Le gouvernement s'est détourné des forces internationales de maintien de la paix, s'appuyant plutôt sur le groupe russe Wagner pour sa sécurité. Mais aujourd'hui, le célèbre chef des mercenaires, Eugène Prigojine, serait mort dans un accident d'avion, ce qui laisse planer des interrogations sur les opérations menées ici et suscite la crainte que le Mali se trouve dans une situation encore plus précaire.

Plus à l’est, le groupe État islamique s’est implanté et tente d’étendre la zone qu’il contrôle. Nous souhaitions rencontrer les civils pris dans les violences que les combattants de l’EI ont entraînées avec eux. Nous avons donc parcouru plus de 1 000 km à travers le désert jusqu'à la ville de Kidal, à l'est du Mali. À notre arrivée, nous avons vu des camps où vivent des milliers de réfugiés après avoir fui leurs foyers.

"L'État islamique nous a forcés à venir ici", nous a expliqué Fatima, assise sur le sol d'une tente de fortune, un morceau de tissu brut soutenu par quelques branches. Elle a la soixantaine et c'est désormais sa maison, avec sa fille et deux de ses petits-enfants à ses côtés.

Son mari et son gendre ont été tués lorsque l'EI a attaqué le village où ils vivaient.

"Ils ont tué tous nos hommes et brûlé toute notre nourriture et nos animaux", a-t-elle ajouté. D’autres nous ont raconté des histoires similaires, racontant comment leurs réserves de céréales, de moutons et de chameaux avaient été détruites, les laissant sans rien. La plupart des plus jeunes enfants que nous avons vus n’avaient ni vêtements ni chaussures.

Fatima et ce qui reste de sa famille ont parcouru des centaines de kilomètres à pied pour atteindre Kidal depuis son ancienne maison dans l'État de Ménaka, à l'est du Mali.

Comme nous l’avons constaté par nous-mêmes, traverser le désert est difficile. Il n'y a pas de routes goudronnées, juste des itinéraires accidentés balisés dans le sable par des véhicules qui sont déjà passés par là. Le sable s'étend à perte de vue, parfois parsemé d'arbres et d'arbustes.
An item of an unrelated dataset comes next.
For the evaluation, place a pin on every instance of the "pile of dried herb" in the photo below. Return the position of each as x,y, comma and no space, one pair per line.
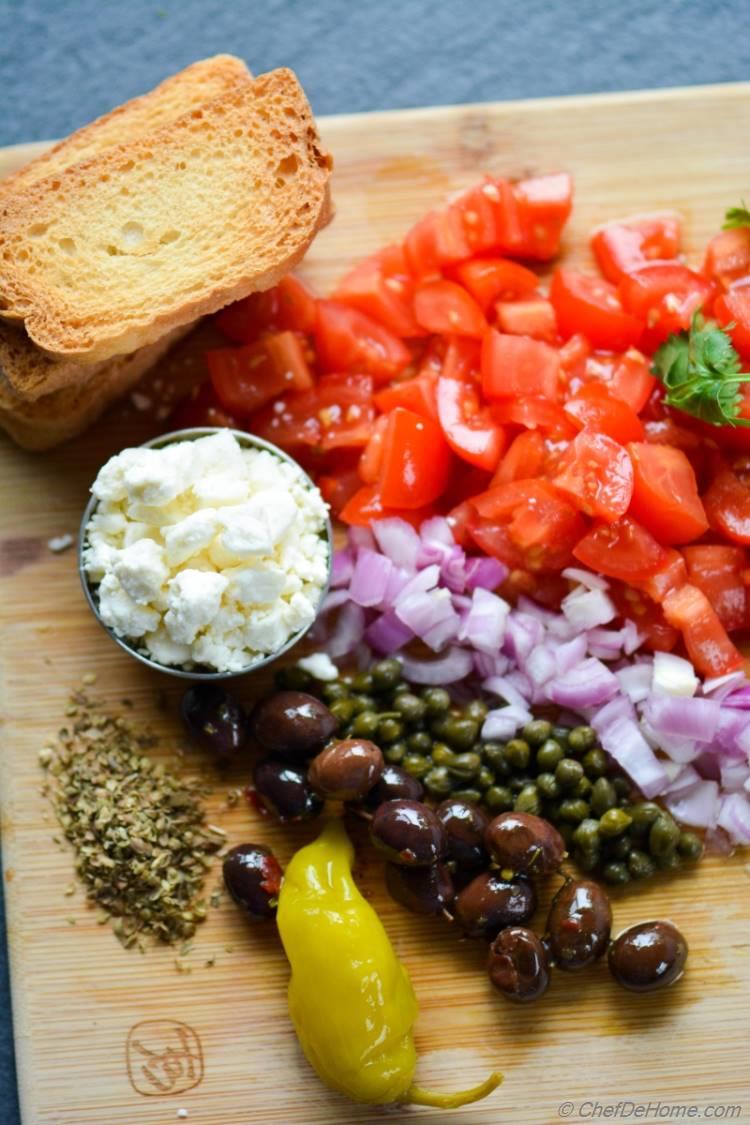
142,843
Il n'y a pas grand-chose pour les gens à Kidal, mais au moins ils peuvent survivre. « Nous avons trouvé de l'eau et un abri, alors nous sommes restés », a expliqué Fatima. Les habitants de ces camps reçoivent une aide de base de la part des ONG locales, mais il n'y en a pas beaucoup.

Nous avons également rencontré Musa Ag Taher, l'un des rares hommes du camp. Des combattants de l’État islamique ont également attaqué sa maison. "Quand l'EI est entré dans la ville, je me suis enterré jusqu'à ce qu'ils partent, puis j'ai réussi à m'enfuir avec ma famille", a-t-il déclaré. Il a décrit comment il avait creusé une fosse peu profonde dans le sol et s'était recouvert de sable pour se cacher. Il a réussi à s'enfuir avec ses quatre enfants.